Thursday, June 4, 2015
Then and Now: Chinatown in San Francisco
Outgoing postcard US-3373239 to Australia shows a then-and-now street view of the Chinatown ( 唐人街) on Grant Avenue in San Francisco, California. Establishment in 1848, it is the oldest Chinatown in North America and the largest Chinese community outside Asia. It is also a major tourist attraction with more annual visitors than those to the Golden Gate Bridge.

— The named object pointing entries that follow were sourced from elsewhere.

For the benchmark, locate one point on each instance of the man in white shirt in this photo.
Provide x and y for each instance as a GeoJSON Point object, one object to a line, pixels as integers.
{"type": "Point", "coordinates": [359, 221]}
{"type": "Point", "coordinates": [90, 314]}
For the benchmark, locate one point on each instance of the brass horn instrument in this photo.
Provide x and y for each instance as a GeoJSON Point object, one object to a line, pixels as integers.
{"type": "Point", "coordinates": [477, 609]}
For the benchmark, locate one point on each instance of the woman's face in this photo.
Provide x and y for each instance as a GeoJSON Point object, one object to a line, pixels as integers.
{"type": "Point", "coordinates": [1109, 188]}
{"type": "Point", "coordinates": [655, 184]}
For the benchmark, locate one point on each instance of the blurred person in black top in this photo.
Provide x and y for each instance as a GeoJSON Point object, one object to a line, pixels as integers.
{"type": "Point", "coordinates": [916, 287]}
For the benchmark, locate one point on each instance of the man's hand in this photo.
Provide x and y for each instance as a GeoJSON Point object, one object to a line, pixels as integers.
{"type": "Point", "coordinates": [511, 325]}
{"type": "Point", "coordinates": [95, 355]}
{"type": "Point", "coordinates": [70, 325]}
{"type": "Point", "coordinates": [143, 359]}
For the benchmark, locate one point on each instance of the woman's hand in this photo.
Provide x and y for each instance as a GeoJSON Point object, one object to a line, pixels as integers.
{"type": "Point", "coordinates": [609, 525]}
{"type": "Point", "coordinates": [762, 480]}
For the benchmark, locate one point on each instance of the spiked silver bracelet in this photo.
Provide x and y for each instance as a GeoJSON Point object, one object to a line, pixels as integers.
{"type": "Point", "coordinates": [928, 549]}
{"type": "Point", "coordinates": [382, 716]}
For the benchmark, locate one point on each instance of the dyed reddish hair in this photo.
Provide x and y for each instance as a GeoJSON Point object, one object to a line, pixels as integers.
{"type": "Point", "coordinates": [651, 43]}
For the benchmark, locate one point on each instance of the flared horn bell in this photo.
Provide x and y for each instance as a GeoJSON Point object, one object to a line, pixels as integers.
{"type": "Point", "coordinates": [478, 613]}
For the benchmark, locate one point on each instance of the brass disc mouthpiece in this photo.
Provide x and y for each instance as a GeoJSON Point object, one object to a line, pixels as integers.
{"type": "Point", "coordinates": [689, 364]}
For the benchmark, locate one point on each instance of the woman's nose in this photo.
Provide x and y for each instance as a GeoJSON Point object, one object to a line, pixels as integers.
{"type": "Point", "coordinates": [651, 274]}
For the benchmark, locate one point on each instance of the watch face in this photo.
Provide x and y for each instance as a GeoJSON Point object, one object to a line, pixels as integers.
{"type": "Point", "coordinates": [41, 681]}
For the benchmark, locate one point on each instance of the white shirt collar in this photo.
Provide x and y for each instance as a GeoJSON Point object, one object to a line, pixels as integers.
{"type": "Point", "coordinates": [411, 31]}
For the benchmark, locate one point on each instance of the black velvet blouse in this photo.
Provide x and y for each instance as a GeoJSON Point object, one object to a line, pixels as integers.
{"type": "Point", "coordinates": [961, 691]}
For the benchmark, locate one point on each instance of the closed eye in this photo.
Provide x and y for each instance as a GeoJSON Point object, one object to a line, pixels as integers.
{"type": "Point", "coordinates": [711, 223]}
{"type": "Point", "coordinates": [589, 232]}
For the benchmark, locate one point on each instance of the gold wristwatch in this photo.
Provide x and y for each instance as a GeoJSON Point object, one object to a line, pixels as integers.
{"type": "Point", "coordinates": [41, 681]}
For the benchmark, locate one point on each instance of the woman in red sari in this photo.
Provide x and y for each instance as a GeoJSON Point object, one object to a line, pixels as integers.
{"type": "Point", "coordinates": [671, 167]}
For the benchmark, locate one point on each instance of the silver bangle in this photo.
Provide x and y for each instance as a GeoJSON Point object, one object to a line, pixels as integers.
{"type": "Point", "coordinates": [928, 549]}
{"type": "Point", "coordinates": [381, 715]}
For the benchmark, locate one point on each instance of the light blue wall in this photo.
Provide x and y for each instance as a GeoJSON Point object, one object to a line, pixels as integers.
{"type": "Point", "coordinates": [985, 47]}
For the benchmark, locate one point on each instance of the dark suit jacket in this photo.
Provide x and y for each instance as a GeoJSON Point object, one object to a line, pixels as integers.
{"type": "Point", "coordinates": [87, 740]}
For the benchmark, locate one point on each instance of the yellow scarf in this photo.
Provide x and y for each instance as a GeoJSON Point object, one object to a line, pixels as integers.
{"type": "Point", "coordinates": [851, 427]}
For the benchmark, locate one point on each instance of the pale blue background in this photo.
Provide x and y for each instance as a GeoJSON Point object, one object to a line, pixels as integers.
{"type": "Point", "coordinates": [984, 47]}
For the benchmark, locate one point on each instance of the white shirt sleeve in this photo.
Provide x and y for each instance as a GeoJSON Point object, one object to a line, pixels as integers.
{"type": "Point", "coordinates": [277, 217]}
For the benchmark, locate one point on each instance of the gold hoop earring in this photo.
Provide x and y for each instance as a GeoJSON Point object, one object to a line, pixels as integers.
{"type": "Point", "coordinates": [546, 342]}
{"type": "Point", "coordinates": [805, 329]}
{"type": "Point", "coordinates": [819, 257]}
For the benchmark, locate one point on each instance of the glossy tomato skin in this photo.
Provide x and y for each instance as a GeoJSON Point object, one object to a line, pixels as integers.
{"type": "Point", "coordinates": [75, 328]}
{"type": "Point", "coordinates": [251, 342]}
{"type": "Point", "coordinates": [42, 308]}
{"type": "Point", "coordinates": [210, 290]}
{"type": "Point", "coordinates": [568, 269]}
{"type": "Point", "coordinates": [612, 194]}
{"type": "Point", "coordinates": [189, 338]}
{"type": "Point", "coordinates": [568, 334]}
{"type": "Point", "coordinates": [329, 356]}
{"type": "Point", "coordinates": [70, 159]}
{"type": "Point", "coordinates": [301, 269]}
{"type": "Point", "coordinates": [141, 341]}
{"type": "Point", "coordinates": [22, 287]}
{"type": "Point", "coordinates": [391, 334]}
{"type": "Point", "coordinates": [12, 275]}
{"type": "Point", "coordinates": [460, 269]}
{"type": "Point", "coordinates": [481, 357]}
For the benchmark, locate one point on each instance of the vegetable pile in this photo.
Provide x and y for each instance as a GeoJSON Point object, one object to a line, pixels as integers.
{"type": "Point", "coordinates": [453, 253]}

When I walked around the Chinatown a few days ago on May 27, 2015, I ran into a bronze sculpture at Portsmouth Square (花園角) on Kearny Street, where many "dancing grannies" were performing exercise routines called plaza dancing (广场舞), originally popular with middle-aged and retired women in China. It was a replica of the Goddess of Democracy, a statue created during the Tiananmen Square protests of 1989 in Beijing, China that was destroyed on June 4, 1989 by soldiers who took over Tiananmen square from protesters.
Designed by Thomas Marsh and dedicated in 1994, the replica is 10 meters tall, same as the original, and weighs approximately 600 pounds or 272 kilograms. It bears the inscription, "Dedicated to Those Who Strive For and Cherish Human Rights and Democracy." Today marks the 26th anniversary of the Tiananmen Square Student Protest.